Als Blanche sich schließlich für einen Verehrer schön macht, den es gar nicht gibt, als Stella sich weigert, zu glauben, dass ihr eigener Mann ihre Schwester vergewaltigt hat, als Blanche in die Psychiatrie eingewiesen wird, ist der Tiefpunkt erreicht: Endstation Sehnsucht.

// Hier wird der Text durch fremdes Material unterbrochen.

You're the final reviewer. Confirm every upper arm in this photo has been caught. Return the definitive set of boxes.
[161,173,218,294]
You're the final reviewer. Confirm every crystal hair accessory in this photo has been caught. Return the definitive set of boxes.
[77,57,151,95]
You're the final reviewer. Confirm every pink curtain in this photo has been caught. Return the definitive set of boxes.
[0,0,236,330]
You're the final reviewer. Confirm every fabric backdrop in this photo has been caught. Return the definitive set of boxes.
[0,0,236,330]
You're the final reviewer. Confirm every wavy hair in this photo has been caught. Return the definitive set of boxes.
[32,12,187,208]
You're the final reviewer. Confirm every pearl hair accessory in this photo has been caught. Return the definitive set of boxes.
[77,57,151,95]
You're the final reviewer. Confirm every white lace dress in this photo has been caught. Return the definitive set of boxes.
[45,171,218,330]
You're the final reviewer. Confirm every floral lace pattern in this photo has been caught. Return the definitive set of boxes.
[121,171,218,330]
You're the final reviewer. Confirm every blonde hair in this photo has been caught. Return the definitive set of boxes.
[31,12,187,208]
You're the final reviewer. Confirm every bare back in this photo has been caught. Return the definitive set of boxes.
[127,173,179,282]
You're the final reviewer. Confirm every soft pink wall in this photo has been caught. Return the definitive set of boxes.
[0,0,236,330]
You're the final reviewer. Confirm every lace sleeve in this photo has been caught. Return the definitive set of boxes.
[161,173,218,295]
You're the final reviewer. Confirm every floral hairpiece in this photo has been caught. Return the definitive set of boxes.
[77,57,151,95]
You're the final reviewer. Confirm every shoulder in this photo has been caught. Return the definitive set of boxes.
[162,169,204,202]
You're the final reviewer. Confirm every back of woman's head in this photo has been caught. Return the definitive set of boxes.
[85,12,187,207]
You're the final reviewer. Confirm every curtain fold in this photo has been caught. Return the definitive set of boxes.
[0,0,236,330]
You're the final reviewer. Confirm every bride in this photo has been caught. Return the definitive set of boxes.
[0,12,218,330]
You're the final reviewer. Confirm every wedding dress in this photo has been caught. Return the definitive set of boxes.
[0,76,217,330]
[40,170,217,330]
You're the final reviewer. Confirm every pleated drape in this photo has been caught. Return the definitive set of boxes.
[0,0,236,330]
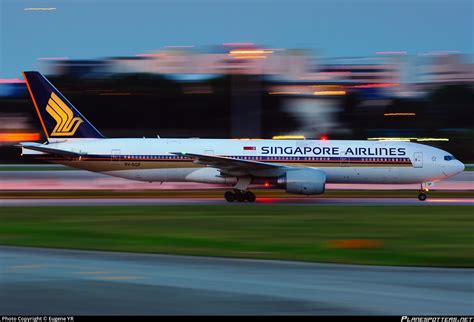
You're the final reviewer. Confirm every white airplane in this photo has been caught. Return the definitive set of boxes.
[20,72,464,202]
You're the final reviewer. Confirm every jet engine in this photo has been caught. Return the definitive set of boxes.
[277,169,326,195]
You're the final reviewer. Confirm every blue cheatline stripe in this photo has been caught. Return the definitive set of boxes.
[39,154,411,164]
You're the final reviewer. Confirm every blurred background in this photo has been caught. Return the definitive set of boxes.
[0,0,474,163]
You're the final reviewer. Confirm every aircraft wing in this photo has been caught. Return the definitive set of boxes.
[18,142,82,157]
[172,152,288,175]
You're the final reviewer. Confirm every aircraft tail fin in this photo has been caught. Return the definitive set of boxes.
[23,72,104,141]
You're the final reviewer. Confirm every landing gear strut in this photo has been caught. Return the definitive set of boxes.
[224,190,256,202]
[418,183,428,201]
[418,191,428,201]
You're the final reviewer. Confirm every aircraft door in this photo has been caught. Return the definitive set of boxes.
[339,150,351,167]
[413,152,423,168]
[110,149,121,163]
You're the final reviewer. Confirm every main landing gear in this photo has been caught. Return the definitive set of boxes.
[418,183,428,201]
[224,189,256,202]
[418,191,428,201]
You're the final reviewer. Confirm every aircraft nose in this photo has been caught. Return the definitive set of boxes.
[456,160,466,173]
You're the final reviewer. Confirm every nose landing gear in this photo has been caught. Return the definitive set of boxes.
[224,190,256,202]
[418,183,428,201]
[418,191,428,201]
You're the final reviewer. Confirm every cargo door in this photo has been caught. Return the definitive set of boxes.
[413,152,423,168]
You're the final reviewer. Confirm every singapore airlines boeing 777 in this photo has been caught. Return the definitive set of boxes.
[20,72,464,202]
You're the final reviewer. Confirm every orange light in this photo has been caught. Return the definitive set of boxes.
[0,133,40,142]
[314,91,346,95]
[229,50,273,55]
[268,92,302,95]
[349,83,400,88]
[233,56,267,59]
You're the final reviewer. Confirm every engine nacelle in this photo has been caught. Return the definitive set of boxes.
[278,169,326,195]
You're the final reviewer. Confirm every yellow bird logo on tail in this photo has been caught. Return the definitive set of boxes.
[46,93,84,136]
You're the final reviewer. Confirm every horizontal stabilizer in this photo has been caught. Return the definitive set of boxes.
[19,143,83,157]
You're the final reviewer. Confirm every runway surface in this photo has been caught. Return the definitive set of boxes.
[0,246,474,315]
[0,196,474,207]
[0,170,474,191]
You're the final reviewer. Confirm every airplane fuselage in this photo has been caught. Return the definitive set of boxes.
[30,138,464,184]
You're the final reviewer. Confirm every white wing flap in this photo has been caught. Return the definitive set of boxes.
[172,152,286,173]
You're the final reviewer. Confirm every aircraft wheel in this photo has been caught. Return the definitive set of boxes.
[224,191,235,202]
[418,192,428,201]
[235,191,247,202]
[245,191,256,202]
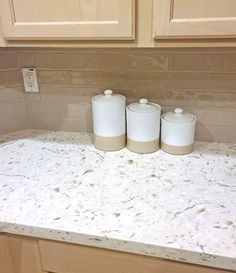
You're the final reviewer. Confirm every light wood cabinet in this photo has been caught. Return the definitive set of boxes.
[0,26,6,47]
[0,234,233,273]
[154,0,236,39]
[0,0,135,40]
[0,235,46,273]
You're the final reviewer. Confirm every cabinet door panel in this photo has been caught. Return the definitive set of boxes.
[0,0,135,40]
[154,0,236,38]
[0,235,14,273]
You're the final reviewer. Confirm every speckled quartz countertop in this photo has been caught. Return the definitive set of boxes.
[0,131,236,270]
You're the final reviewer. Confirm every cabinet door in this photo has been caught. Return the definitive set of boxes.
[154,0,236,38]
[0,235,46,273]
[0,0,135,40]
[0,235,14,273]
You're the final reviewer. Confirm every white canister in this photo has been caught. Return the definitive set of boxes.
[161,108,196,155]
[92,90,126,151]
[126,99,161,153]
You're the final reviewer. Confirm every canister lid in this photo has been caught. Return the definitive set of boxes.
[127,99,161,113]
[162,108,196,123]
[93,90,125,103]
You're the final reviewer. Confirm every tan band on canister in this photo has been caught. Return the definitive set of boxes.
[161,142,193,155]
[127,138,159,154]
[94,134,125,151]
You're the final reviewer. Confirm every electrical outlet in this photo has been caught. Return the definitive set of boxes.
[22,68,39,92]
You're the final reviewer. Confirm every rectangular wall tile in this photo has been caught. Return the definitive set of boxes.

Mit »A Streetcar Named Desire« gelang dem amerikanischen Dramatiker Tennessee Williams bereits sein zweiter durchschlagender Erfolg und der endgültige Durchbruch: Auf die Premiere des Dramas am New Yorker Broadway am 3. Dezember 1947 folgten weit über achthundert Vorstellungen. Williams erhielt für das Werk, im deutschsprachigen Raum unter dem eindrücklichen Titel »Endstation Sehnsucht«
bekannt, den Kritiker- und den renommierten Pulitzer-Preis. Spätestens mit der schwarz-weiß Verfilmung aus dem Jahr 1951 von Regisseur Elia Kazan, mit dem auch Marlon Brando in der Rolle des Stanley zu einem Weltstar wurde, ist »Endstation Sehnsucht« ein international gefeiertes Gesamtkunstwerk – und bewegt bis heute.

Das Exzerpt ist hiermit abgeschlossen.